Hybrid regularization restoration for adaptive optics image

Abstract

The performance of high-resolution imaging with large optical instruments is severely limited by atmospheric turbulence. Adaptive optics (AO) offers a real-time compensation for turbulence. However, the correction is often only partial, and image restoration is required for reaching or nearing to the diffraction limit. In this paper, we consider a hybrid Curvelet-Fourier regularized deconvolution (HCFRD) scheme for use in image restoration problems. The HCFRD algorithm performs noise regularization via scalar shrinkage in both the Fourier and Curvelet domains. The Fourier shrinkage exploits the Fourier transform's economical representation of the colored noise inherent in deconvolution, whereas the curvelet shrinkage exploits the curvelet domain's economical representation of piecewise smooth signals and images.
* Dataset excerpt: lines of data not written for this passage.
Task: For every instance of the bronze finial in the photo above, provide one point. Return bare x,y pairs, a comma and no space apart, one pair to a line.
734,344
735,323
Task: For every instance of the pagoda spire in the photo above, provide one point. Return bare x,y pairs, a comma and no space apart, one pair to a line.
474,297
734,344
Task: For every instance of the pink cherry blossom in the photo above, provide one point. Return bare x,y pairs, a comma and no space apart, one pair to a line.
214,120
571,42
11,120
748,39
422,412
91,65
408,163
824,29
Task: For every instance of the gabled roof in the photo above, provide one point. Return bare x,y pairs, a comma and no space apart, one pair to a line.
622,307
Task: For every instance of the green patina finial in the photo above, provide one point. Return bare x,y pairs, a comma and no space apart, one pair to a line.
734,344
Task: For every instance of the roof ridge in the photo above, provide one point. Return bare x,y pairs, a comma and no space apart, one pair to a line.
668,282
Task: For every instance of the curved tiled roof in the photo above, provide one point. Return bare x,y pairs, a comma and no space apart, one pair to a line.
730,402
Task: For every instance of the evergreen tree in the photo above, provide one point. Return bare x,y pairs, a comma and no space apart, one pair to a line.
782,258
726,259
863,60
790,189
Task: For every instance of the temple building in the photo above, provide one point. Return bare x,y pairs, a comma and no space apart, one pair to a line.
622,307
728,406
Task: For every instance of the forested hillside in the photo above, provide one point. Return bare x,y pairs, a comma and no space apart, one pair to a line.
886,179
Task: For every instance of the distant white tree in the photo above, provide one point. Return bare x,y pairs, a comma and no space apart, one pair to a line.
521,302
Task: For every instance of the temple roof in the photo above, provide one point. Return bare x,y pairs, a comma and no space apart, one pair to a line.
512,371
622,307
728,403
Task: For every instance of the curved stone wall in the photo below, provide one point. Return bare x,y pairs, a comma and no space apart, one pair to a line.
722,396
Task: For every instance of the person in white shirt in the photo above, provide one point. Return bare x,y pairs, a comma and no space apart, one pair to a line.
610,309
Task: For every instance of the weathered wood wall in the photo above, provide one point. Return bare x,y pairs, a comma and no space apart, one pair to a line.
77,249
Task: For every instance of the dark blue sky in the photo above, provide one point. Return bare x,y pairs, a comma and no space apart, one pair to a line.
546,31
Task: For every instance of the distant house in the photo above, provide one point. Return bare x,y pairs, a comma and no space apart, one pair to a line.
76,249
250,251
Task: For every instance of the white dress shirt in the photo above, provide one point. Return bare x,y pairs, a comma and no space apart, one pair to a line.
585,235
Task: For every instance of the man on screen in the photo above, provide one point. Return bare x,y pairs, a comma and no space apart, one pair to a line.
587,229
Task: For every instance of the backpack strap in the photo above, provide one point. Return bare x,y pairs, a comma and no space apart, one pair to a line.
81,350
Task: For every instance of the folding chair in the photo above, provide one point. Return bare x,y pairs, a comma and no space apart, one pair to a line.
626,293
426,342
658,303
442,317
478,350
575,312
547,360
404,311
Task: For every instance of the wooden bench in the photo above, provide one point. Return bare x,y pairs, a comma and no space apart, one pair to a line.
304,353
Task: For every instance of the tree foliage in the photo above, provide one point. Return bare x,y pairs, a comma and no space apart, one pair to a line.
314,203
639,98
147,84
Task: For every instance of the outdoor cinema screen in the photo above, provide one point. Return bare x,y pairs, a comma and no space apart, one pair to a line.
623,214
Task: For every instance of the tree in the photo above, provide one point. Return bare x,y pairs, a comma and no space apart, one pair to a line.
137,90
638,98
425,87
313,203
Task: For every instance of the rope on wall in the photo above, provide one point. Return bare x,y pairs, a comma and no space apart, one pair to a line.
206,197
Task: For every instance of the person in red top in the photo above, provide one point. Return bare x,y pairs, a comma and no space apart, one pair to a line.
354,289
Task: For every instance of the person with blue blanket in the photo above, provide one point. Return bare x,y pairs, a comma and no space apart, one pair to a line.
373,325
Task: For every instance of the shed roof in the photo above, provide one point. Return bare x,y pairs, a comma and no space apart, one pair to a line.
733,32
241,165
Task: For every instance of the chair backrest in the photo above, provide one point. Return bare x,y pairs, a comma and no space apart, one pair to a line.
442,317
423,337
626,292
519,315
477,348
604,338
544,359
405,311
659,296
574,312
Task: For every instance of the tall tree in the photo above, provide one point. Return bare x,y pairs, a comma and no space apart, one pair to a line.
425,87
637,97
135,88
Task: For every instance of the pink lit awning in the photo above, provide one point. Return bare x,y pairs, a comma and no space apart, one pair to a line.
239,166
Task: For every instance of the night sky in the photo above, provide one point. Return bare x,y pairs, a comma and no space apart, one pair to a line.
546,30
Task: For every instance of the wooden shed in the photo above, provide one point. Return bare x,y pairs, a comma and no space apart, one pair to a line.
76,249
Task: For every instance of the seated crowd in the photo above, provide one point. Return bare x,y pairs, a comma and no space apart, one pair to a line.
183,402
We derive the optimal balance between the amount of Fourier and Curvelet regularization by optimizing an approximate mean-squared error (MSE) metric and find that signals with more economical curvelet representations require less Fourier shrinkage. HCFRD is applicable to all ill-conditioned deconvolution problems, its estimate features minimal ringing, unlike the purely Fourier-based Wiener deconvolution. Experimental results prove that HCFRD outperforms the Wiener filter and ForWaRD algorithm in terms of both visual quality and SNR performance.